Sometimes the regional leadership of a party supported a demand while
the national party opposed it. On the whole, reorganization of states was
not considered "normal" political activity and so debate over the issue was
generally avoided. The state formation in 2000 became a milestone when
the issue became a normal and permissible theme of party agendas and of
mainstream political activity. The demand was not treated as a threat to
national integration and security (even though one of the states was on an
international border). There were no mass movements. The union did
not drag its feet. Further, these states were proposed and created not on a
linguistic basis but on the basis of regional identity enshrined in cultural
and geographical differences. The justification for these states was
administrative efficiency. It was argued that the parent states (Bihar, Uttar
Pradesh, and Madhya Pradesh) were too big and hence difficult to
administer well, whereas states like Haryana could develop because their
small size made administration efficient. On all counts, there was a
qualitative shift in political attitudes (though the arguments in favor of state
formation may not have been convincing).
There appears to have been a change in the thinking of national leaders
regarding the territorial demands of linguistic identities. They recognize
that cohesive linguistic groups do aspire to political union and that it is
better to give them some autonomous existence in a federation. The aim is
supposedly the development of linguistic and cultural diversity. Yet, there
may be a lurking suspicion that political identities based on language
generate forces that are a threat to national unity. As a result of this residual
suspicion, a certain bitterness persists in the new states, even after achieving
their goals. Territorial identity may have been constitutionally recognized
in order to contain regional identities within the confines of a political
formula. Consequently, any demand for a new state, or even any
manifestation of regionalism, is suspected of being anti-system.

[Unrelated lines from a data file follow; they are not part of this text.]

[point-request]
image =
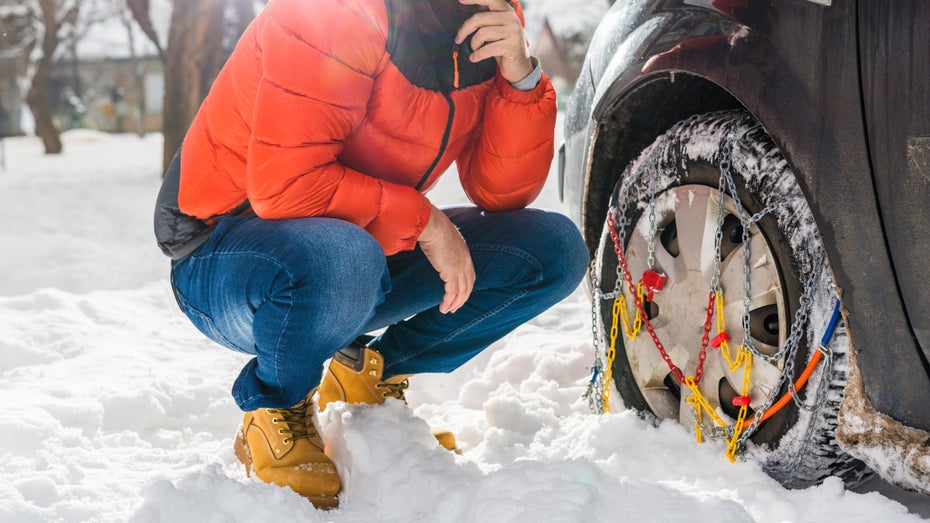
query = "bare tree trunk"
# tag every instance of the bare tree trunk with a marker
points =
(37, 97)
(193, 59)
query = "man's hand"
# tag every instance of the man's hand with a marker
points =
(498, 34)
(445, 249)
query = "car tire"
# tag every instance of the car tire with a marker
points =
(671, 180)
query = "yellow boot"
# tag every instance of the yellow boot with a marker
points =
(354, 376)
(283, 447)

The reorganization of the states was important because it made possible
the emergence of a new elite. Its members had enjoyed leadership in rural
India but had been denied representation at the state level. Now they
entered the political and administrative structure and, thus, got a voice and
a stake in the political affairs of the state. If anything, this only strengthened
and consolidated India as a multicultural state.

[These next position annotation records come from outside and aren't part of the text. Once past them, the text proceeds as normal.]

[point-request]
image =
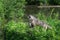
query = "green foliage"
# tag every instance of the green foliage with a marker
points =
(11, 10)
(21, 31)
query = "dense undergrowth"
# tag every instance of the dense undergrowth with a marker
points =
(14, 23)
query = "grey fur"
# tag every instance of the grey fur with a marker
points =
(34, 21)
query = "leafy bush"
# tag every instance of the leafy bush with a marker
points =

It thus appears that "durable entities" are based on commonality of
culture. In India, the emergence of both a state and regional identity and
the struggle for their achievement have been simultaneous. A consciousness
of being separate has motivated those in the struggle, and out of the struggle
98 Publius/Fall 2003
has emerged a new consciousness. There are now 30 more demands for
new states. It is time for the states to be reorganized in a manner that
accommodates and institutionalizes the various regional identities. One
way could be to identify the four bases for reorganization referred to earlier:
administrative convenience, economic viability, similarity in the
developmental needs of the region, and cultural, linguistic affinity. On this
basis, even if more states are formed, it would only be strengthening the
"self-rule, shared-rule" principle of federal governance. Alternatively, in
many cases, formation of new states may not be rational and, therefore,
some degree of regional autonomy might be a better solution, and that
might provide quality governance, as well.